Mülheim. Wie geht es für sie weiter, wenn das Werk schließt? Mülheimer Vallourec-Beschäftigte schauten sich auf einer Jobbörse nach Perspektiven um.
Das letzte Rohr ist bereits gefallen, der emotionale Moment wurde auf zahlreichen Videos festgehalten. Am Jahresende ist dann endgültig Schluss mit der Rohrproduktion im Mülheimer Werk zwischen Dümpten und Styrum. Dreieinhalb Monate vor der Werksschließung sind noch immer zahlreiche Beschäftigte auf Arbeitssuche – wie die letzte Jobbörse in der Mülheimer Westenergie-Sporthalle am Samstag belegte.
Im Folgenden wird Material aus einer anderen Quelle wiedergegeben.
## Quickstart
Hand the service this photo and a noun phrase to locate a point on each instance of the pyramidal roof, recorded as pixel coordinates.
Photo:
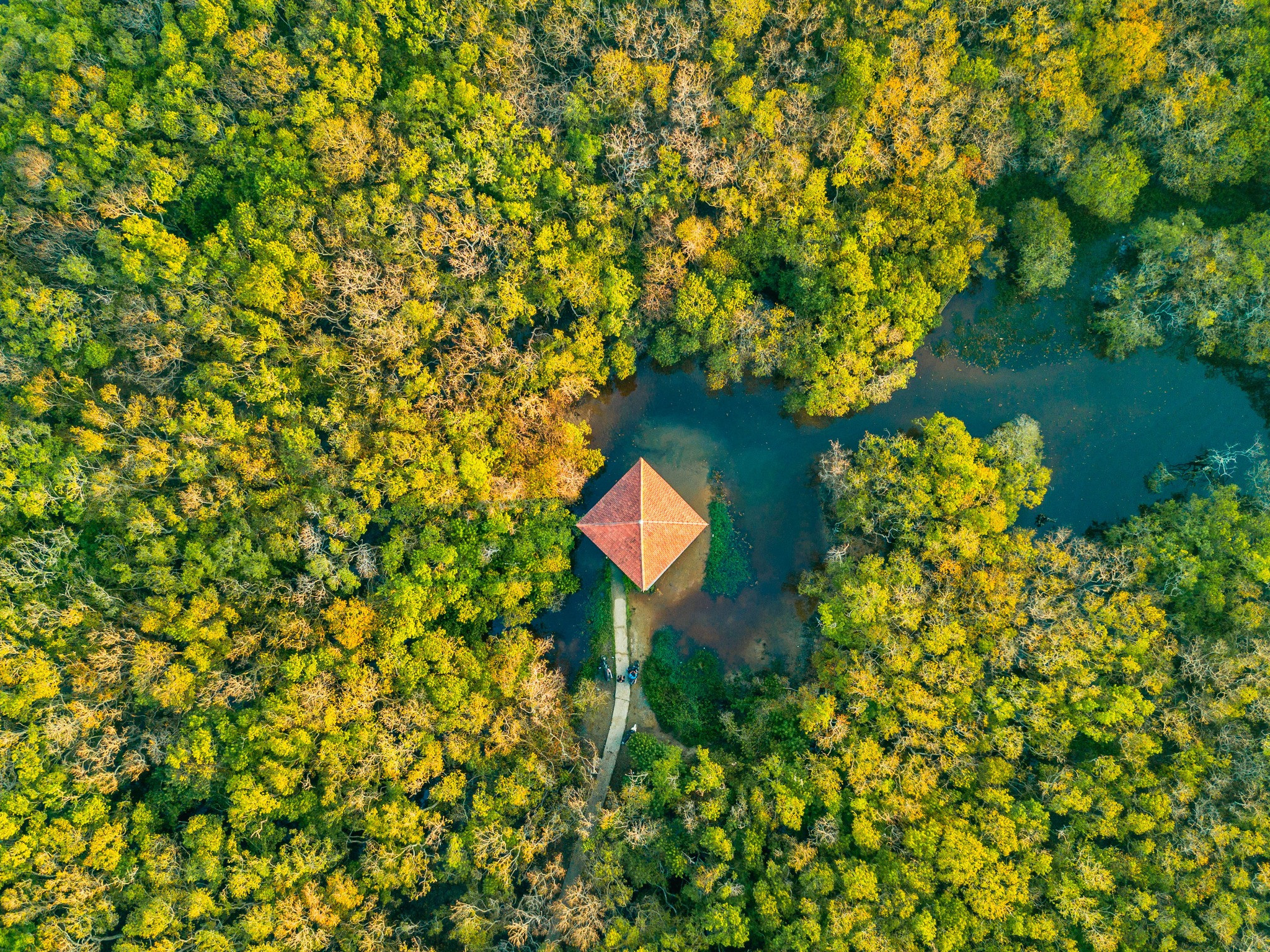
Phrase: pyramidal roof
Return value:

Die Redaktion hat sich unter den scheidenden Vallourec-Mitarbeitenden umgehört. Das sind ihre Perspektiven, Hoffnungen und auch Sorgen.
Auf 500 bis 1000 Menschen schätzt Herbert Schaaff, Geschäftsführer und Arbeitsdirektor von Vallourec Deutschland, die Menge derer, die noch immer keine Anschlussbeschäftigung gefunden hat. „Wir haben Wert darauf gelegt, dass die Leute bis zum Schluss bei uns sind. Der Zeitdruck, der jetzt da ist, ist also auch ein Stück weit vom Unternehmen verursacht“, sagt Schaaff.
Nichtsdestotrotz ist er für seine scheidenden Mitarbeiterinnen und Mitarbeiter aber guter Hoffnung. „Wir haben nach den jüngsten Jobbörsen den Eindruck, dass sich die Prozesse seitens der Unternehmen beschleunigen“, so Schaaff. Der ein oder andere habe innerhalb einer Woche ein Vorstellungsgespräch bekommen, teilweise wurde in der darauffolgenden Woche bereits ein Zweitgespräch vereinbart.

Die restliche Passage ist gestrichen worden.